BOULDER — The drive became a game of “can you top this” between Colorado running backs. And perhaps no one had more fun watching it than head coach Mike MacIntyre, who, for at least one week, didn’t have to field questions about how he’d jump-start the run game. It was already humming like a brand new Ferrari.
The drive in focus was CU’s last of the first half, and it looked like this:
Run, run, run, pass, run, run, run, run.
Touchdown.
Phillip Lindsay burst through a seam for the biggest gain of the jaunt, 37 yards. Each player to touch the ball after that seemed to run harder than the previous.
And through it all, the Buffs figured something out: They liked it.
Colorado’s 48-14 win over Massachusetts on Saturday at Folsom Field was as satisfying as their loss to Hawaii the week before was disappointing. And they needed it. Badly. The Buffs hadn’t won a game since Sept. 20, 2014, a string of 357 days between victories.
CU didn’t reinvent the wheel Saturday. If anything, they turned back the clock in how they got things done. A normally pass-happy offense rediscovered smash mouth football. The running game led the charge and was so punishing that it chewed up 390 yards, produced two 100-yard rushers in Michael Adkins (119) and Christian Powell (105), and even saw the quarterback, Sefo Liufau, power in his first career rushing touchdown.

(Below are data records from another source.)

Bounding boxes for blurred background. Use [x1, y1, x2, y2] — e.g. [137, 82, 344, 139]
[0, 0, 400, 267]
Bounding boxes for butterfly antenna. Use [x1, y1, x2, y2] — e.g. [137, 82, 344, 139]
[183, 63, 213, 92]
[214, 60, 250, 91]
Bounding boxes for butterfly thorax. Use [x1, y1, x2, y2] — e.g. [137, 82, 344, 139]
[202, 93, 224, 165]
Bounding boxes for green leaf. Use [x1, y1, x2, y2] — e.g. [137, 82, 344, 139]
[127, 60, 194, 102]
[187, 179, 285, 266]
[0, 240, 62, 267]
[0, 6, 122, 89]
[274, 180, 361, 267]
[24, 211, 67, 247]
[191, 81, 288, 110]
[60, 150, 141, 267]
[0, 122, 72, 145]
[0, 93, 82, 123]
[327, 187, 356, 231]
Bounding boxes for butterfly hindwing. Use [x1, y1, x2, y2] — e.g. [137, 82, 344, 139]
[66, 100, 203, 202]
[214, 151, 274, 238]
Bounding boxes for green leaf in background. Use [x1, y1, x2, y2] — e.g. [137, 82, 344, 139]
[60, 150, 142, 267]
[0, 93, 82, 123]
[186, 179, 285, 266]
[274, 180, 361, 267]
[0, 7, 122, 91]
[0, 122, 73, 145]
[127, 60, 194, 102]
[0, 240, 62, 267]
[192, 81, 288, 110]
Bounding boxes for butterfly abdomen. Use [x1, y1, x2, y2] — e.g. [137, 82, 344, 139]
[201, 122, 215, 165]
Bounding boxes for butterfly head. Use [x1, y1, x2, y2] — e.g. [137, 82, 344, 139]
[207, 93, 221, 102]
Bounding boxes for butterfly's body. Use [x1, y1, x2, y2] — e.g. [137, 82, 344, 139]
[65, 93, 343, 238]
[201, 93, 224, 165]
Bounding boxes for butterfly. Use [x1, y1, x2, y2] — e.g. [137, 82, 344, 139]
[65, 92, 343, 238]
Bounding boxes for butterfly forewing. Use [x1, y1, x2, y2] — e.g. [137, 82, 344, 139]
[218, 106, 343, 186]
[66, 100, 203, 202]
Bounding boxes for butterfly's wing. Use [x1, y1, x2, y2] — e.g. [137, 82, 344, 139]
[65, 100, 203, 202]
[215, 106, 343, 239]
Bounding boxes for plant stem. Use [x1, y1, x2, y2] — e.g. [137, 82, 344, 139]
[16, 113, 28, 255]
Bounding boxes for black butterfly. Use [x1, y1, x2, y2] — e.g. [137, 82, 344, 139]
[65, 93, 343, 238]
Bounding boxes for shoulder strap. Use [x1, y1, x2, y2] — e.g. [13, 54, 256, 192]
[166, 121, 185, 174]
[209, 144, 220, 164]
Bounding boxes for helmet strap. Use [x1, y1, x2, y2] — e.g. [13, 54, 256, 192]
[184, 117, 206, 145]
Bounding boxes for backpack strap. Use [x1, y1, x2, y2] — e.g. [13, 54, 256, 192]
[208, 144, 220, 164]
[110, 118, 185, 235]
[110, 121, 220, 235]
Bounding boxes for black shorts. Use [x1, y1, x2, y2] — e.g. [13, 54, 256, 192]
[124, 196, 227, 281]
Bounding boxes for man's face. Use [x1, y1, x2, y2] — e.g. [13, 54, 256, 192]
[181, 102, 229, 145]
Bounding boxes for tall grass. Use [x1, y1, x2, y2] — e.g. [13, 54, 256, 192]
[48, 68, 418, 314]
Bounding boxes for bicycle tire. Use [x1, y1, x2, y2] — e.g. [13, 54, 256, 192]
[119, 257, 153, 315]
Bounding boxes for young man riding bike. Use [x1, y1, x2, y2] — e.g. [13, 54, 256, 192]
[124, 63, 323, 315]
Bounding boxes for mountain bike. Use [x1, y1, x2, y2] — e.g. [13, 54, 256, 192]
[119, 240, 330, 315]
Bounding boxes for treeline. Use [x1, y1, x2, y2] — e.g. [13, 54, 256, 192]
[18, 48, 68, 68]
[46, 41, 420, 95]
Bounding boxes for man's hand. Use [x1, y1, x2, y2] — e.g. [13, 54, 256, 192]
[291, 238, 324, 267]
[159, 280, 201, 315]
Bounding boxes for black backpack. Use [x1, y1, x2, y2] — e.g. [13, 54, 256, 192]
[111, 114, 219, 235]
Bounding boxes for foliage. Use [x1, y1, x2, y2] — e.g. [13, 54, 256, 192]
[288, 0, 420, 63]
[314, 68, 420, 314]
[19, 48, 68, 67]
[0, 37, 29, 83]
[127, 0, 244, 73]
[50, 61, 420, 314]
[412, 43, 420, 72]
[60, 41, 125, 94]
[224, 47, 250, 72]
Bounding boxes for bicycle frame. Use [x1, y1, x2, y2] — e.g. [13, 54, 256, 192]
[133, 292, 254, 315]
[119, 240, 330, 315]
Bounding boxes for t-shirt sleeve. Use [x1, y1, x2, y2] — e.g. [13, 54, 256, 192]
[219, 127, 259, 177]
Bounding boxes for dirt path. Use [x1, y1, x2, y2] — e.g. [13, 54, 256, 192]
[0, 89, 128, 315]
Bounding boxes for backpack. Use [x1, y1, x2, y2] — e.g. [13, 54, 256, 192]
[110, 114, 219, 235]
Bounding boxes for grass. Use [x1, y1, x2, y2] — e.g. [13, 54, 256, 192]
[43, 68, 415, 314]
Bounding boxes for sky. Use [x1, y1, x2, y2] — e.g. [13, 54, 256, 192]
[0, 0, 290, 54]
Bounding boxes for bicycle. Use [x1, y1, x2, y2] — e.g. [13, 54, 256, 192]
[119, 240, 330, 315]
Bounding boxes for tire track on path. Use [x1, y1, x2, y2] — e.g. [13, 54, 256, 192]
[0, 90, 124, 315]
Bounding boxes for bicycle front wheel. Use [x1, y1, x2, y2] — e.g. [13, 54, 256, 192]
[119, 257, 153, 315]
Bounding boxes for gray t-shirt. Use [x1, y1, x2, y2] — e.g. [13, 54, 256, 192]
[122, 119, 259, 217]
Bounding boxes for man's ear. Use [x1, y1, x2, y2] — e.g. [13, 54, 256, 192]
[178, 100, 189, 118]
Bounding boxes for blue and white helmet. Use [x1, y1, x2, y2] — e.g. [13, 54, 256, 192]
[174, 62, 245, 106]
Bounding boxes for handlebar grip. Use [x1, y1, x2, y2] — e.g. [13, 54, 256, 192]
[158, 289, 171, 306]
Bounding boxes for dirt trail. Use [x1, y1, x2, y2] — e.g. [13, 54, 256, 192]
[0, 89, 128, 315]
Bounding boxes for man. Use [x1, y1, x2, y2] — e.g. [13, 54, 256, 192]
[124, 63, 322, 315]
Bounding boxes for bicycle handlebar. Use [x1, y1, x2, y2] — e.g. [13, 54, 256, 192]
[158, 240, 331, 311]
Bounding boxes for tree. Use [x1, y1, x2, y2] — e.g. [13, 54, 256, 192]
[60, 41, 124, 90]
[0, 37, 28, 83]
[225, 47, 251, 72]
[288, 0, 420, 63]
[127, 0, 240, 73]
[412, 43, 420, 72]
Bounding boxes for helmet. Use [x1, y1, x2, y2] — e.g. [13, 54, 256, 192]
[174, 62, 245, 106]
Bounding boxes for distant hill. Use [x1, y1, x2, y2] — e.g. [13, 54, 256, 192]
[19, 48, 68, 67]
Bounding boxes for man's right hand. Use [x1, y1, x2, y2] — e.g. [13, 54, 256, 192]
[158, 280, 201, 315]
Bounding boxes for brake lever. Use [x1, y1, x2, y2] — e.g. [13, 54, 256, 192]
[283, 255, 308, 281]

CU hadn’t had over 300 rushing yards in a game since 2007, and hadn’t had two rushers over 100 since Brian Lockridge and Rodney Stewart turned the trick against Hawaii in 2010.
It was that kind of day.
And it took the Buffs about a quarter to truly commit to it.
Once they did, things got easier for an offense that didn’t always look in-sync in the air. They scored their first four touchdowns on the ground, which brought the season total to six consecutive touchdowns on the ground without a passing score. The last time a CU team started a season like that was in 1990, which ended … well we’re getting way ahead of ourselves.
These Buffs are striving to put one good play after another together, one good drive after another, one good game after another. They are baby steps, and CU was taking some of them against a game, yet overmatched UMass squad.
The Minutemen had the game tied at 14 early in the second quarter before they were blitzed by 34 unanswered points by the Buffs. CU did get its first passing score of the year in the third quarter — an 18-yard Liufau to Nelson Spruce hookup that put the game way out of reach.
Meanwhile, the defense bent but never truly broke. There were some hair-raising moments early, like the UMass scoring drive that featured third-down conversions of 15, 23 and 18 yards. The last ended up in a touchdown.
But those were the last truly bad moments for the defense, which produced arguably the biggest play of the game in the second quarter. UMass, down 24-14, had driven down to the CU 10-yard line, threatening to close the deficit. But Ryan Moeller stepped up and picked off a pass in the end zone, ending the threat. CU scored on the ensuing drive and the game was never in doubt after that.